Juno, son yıllarda Io'nun daha uzak gözlemlerini yaptı. Son uçuş 30 Aralık'ta, uzay aracının aya 932 mil yakınına gelmesiyle gerçekleşti. Bu ziyaret sırasında çekilen görüntüler JunoCam adı verilen bir cihaz kullanılarak çekilmiştir ve görünür dalga boyu aralığındadır. Bunlar Io'nun küresel yapısının en yüksek çözünürlüklü görüntülerinden bazılarıdır. Misyonun yöneticileri, misyonun web sitesinde Io'nun altı resmini yayınladı ve o zamandan beri halk, Io'nun yüzeyindeki özellikleri vurgulayan dijital olarak geliştirilmiş versiyonları yükledi.

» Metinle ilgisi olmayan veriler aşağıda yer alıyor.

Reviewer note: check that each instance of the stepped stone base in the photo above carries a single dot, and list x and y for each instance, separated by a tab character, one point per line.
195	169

Dr. Bolton, görüntülerdeki bazı dağların kenarlarının keskinliğinden etkilendiğini, bunun da kendisine dağların nasıl oluştuğunu ve böyle bir yeri ziyaret etmenin nasıl bir şey olacağını düşündürdüğünü söyledi.
“Orada yürüyüş yapmanın nasıl bir şey olduğunu merak ediyorum” dedi, “ya da o zirveden snowboard yapmanın nasıl bir şey olduğunu.”
Görev bilim insanları halihazırda bu görüntüleri analiz ediyor ve volkanların ne sıklıkta patladığını, bu patlamaların ne kadar parlak ve sıcak olduğunu ve ortaya çıkan lavların nasıl aktığını anlamak için Io'nun yüzeyindeki farklılıkları arıyor. Dr. Bolton'a göre ekip, farklı karşılaşmalarda Io'da nelerin değiştiğini belirlemek için Juno'nun görüntülerini Jüpiter'in uydusunun eski görüntüleriyle de karşılaştıracak.
Ve bir ay içinde, Juno 3 Şubat'ta patlayıcı dünyaya başka bir uçuş gerçekleştirdiğinde, üzerinde çalışacakları ikinci bir veri setine sahip olacaklar.